Das Collegium Cardiologicum hat seitdem einen ständigen Sitz im wissenschaftlichen Beirat des VDH e.V., wie auch die GRSK e.V. und der DOK e.V. Zudem sind dort Repräsentanten der deutschen Veterinärfakultäten und weitere Spezialisten verschiedener Fachrichtungen vertreten (Genetik, Dermatologie, Kynologie, Verhaltensforschung und Tierschutz). Die Basis der Zusammenarbeit ist der fachliche Austausch und die Beratung über medizinische Sachfragen, die aus den Zuchtvereinen des VDH an den wissenschaftlichen Beirat herangetragen werden.

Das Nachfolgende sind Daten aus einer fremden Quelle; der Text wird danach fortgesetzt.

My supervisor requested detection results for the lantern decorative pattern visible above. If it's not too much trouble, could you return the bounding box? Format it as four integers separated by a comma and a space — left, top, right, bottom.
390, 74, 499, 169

Im Jahr 2021 zählt das Collegium Cardiologicum 47 Untersucher. Drei Kollegen sind in den Niederlanden ansässig, drei in Österreich und eine Kollegin in der Schweiz. Zusammen bilden diese eine Untersuchergruppe, die zuchtrelevante Herzuntersuchungen mit einheitlicher Befunderhebung und Klassifizierung anbietet. Um diese zu standardisieren, war es zunächst nötig, einen Standarduntersuchungsgang einer kardiologischen Untersuchung zu definieren. In der Literatur gab es zu dem Zeitpunkt (wie auch heute noch) allein für die Bestimmung der Kammerinnendurchmesser, Wandstärken und Herzleistung viele verschiedene Messebenen und Auswertungen. Aus diesen Vorlagen hat eine Kommission des CC e.V. in jahrelanger fachlicher Abwägung einen nationalen Untersuchungsgang inklusive Auswertungsschema für kardiologische Zuchtuntersuchungen definiert und 2012 publiziert:

The standardized cardiac examination of the dog with centralized entry and collection of the data of the Collegium Cardiologicum (CC) (registered association) - M. Deinert et al. Tierärztliche Praxis Kleintiere 04/2012; 40 (K): 283-289

Weltgrößte Datenbank

Die erhobenen Untersuchungsergebnisse der Tiere werden vom jeweiligen Untersucher in eine webbasierte Datenbank (CC-data-base) eingepflegt. Mittlerweile sind hier die Ergebnisse von 21.000 kardiologischen Untersuchungen hinterlegt und bildet somit die weltgrößte Datenbank zu Herzerkrankungen der Hunderassen. Um diese auch der Wissenschaft und der Allgemeinheit zugänglich zu machen, hat das CC bereits bei seiner Gründung die Auswertung der Ergebnisse zur Förderung der kynologischen Forschung verpflichtend in der Satzung festgeschrieben.

In den letzten Jahren wurden viele Erhebungen, sog. Pilotstudien, für verschiedene Rassen (Boxer, Irish Wolfhound, Cavalier King Charles Spaniels, PON, Frz. Bulldoggen, etc.) erfolgreich durchgeführt und den jeweiligen Vereinen präsentiert. Gerade abgeschlossen ist die Pilotstudie bei der Dt. Dogge, bei der eine repräsentative Anzahl zur Zucht anstehender Hunde untersucht wurde, um die Prävalenz der dilatativen Kardiomyopathie in der dt. Population zu ermitteln. In der laufenden Erhebung befinden sich: Schwarzwildbracken, Dalmatiner und Frz. Bulldoggen.

Zudem fördert das CC e.V. Dissertationen, die sich z.B. mit der Auswertung der vereinseigenen Datenbank beschäftigen, aus eigenen finanziellen Mitteln. Diese Gelder speisen sich aus den Mitgliedsbeiträgen der Untersucher, Überschüssen aus Prüfungsgebühren und Gewinnen durchgeführter Fortbildungsveranstaltungen. Ganz im Sinne einer „non profit“ Gesellschaft und der eigenen Satzung verpflichtet, werden die Gelder für wissenschaftliche Forschung verwendet:

Left ventricular M-mode prediction intervals in 7651 dogs: Population-wide and selected breed-specific values - Esser L. et al. J. Vet Intern. med 2020 Vol 34 Iss 6 ; 2242-2252

Effect of Body Weight on Echocardiographic Measurements in 19,866 Pure-Bred Cats with or without Heart Disease - J. Vet Intern Med. 2016 Vol 30 Iss 5 1601 – 1611 Häggström et al.

Untersucher des Collegium Cardiologicum waren auch an den bekannten Studien (QUEST, VALVE, EPIC, HAMLET) zu Diagnostik und Therapiemanagement der degenerativen Mitralklappenerkrankung beim Hund beteiligt.